Title 42 expires in May and Mr. Mayorkas is trying to cobble together a new policy to handle an expected resurgence.

He touted the success of a program announced in January to allow migrants from four Western Hemisphere nations who lack permission to be in the U.S. to apply for an appointment to check in and enter, rather than jump the border.

He said that’s proved to be wildly successful in tamping down on border numbers over the last couple of months.

Mr. Mayorkas also said the administration has “operational control” of the border — at least according to his own definition.

He said he defines that as “maximizing the resources that we have to deliver the most effective results.”

“The Border Patrol agents and all the personnel of the Department of Homeland Security are doing heroic work in that regard,” the secretary said.

He rejected the definition of “operational control” written into law, which requires detection and deterrence of every attempted illegal entry. He said under that definition, the border has never been under control.

“Did you just parachute in from another planet, Mr.
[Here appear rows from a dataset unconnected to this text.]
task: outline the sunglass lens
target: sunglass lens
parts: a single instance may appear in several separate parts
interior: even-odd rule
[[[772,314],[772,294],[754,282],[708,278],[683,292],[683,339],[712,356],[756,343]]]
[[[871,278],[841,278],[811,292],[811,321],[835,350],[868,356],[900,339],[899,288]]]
Secretary? Because you’re the only person in the Milky Way who believes that we’re not having massive, massive illegal immigration into America,” said Sen. John Kennedy, Louisiana Republican.

Republicans pointed out that Raul Ortiz, the nation’s top Border Patrol official, has said the border is not under control, nor is it secure.

In testimony earlier this month he said five of nine sectors along the southwestern boundary are not secure, and neither is one sector on the northern border.

Sen. Mike Lee, Utah Republican, also challenged Mr. Mayorkas over plans to cut the number of detention beds used to hold illegal immigrants.

The Biden budgets for 2023 and 2024 called for 25,000 beds, or 9,000 fewer than Congress has ordered.

But Mr. Mayorkas said those numbers were just part of the story and called those beds a baseline. He said his department has requested a massive contingency fund that he might use to add more beds if he thinks it’s needed.

U.S. Immigration and Customs Enforcement leaves thousands of beds empty every day right now. ICE reported 27,251 people in detention as of Monday, or nearly 7,000 shy of the average daily capacity.